25,000 registration dossiers under REACH - for nearly 3,400 chemicals - were submitted to the European Chemicals Agency (ECHA) by the November 30, 2010 deadline. Over 3.1 million classification and labeling notifications were received by the January 3, 2011 deadline. The next tier registration deadline is not until June of 2013. So now what? A lot, so while many companies are feeling a sense of relief from meeting the deadlines they should not get too comfortable.
ECHA has a statutory requirement to review a minimum of 5% of the REACH registration dossiers submitted. Sure, that's only about 1,250 dossiers, right? Not so fast. The 5% figure is a minimum. ECHA could conceivably review 100% of the dossiers if they wanted to, assuming they could come up with the time and manpower resources (which is highly unlikely). But many of the dossiers submitted contain "Annex IX and X testing proposals." For those less familiar with REACH there are a series of Annexes that list the various test endpoints for which data must be provided. The endpoints listed in Annexes VII and VIII were required to be provided, including testing if necessary, along with the registration. But for Annexes IX and X, which include most of the longer-term, animal-intensive, test methods, registrants were required only to provide results they already had in-house but were banned from conducting any additional animal testing prior to submission. Instead they provided "testing proposals" indicating what additional Annex IX and X tests they planned to conduct.
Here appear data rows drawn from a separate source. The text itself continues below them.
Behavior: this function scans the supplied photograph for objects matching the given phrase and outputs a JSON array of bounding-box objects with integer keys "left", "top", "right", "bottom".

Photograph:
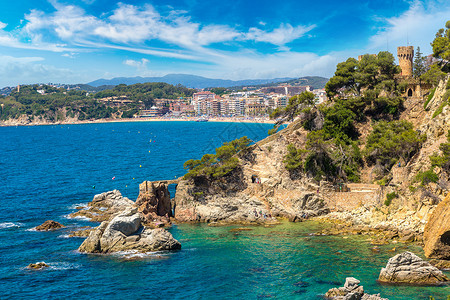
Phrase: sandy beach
[{"left": 0, "top": 116, "right": 276, "bottom": 127}]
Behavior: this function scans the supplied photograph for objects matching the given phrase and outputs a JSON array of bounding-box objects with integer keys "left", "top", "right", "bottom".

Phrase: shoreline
[{"left": 0, "top": 116, "right": 276, "bottom": 127}]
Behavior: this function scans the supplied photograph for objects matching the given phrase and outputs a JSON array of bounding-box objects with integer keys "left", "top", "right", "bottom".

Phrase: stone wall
[{"left": 323, "top": 183, "right": 382, "bottom": 211}]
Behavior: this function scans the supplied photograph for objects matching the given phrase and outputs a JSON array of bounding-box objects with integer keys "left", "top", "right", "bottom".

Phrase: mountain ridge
[{"left": 86, "top": 74, "right": 326, "bottom": 89}]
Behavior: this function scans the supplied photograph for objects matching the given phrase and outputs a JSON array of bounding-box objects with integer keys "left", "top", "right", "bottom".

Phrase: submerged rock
[
  {"left": 324, "top": 277, "right": 388, "bottom": 300},
  {"left": 69, "top": 190, "right": 134, "bottom": 222},
  {"left": 78, "top": 207, "right": 180, "bottom": 254},
  {"left": 378, "top": 252, "right": 449, "bottom": 285},
  {"left": 68, "top": 227, "right": 93, "bottom": 237},
  {"left": 27, "top": 262, "right": 49, "bottom": 269},
  {"left": 423, "top": 192, "right": 450, "bottom": 260},
  {"left": 35, "top": 220, "right": 65, "bottom": 231}
]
What all this means is that ECHA must review all of the dossiers that include testing proposals in order to determine whether or not the proposed studies will actually inform their decision-making process. They will not allow animal testing if they think it will not change their decision. They also will insist that any testing be conducted in collaboration with other registrants in order to minimize animal testing. To do this they will publish a list of substances proposing testing and ask for anyone with available data to come forward. These third parties then have 45 days to provide valid data to address the endpoint, and assuming it fulfills the data requirement the registrants will have to pay the data holder for use of the existing data.
ECHA has until December of 2012 to respond to testing proposals received by the first registration deadline. Companies then will have a set period of time in which they must conduct the studies and update their registration dossier. The time frames will vary depending on the type and amount of testing since some studies could take 2 to 3 years to conduct.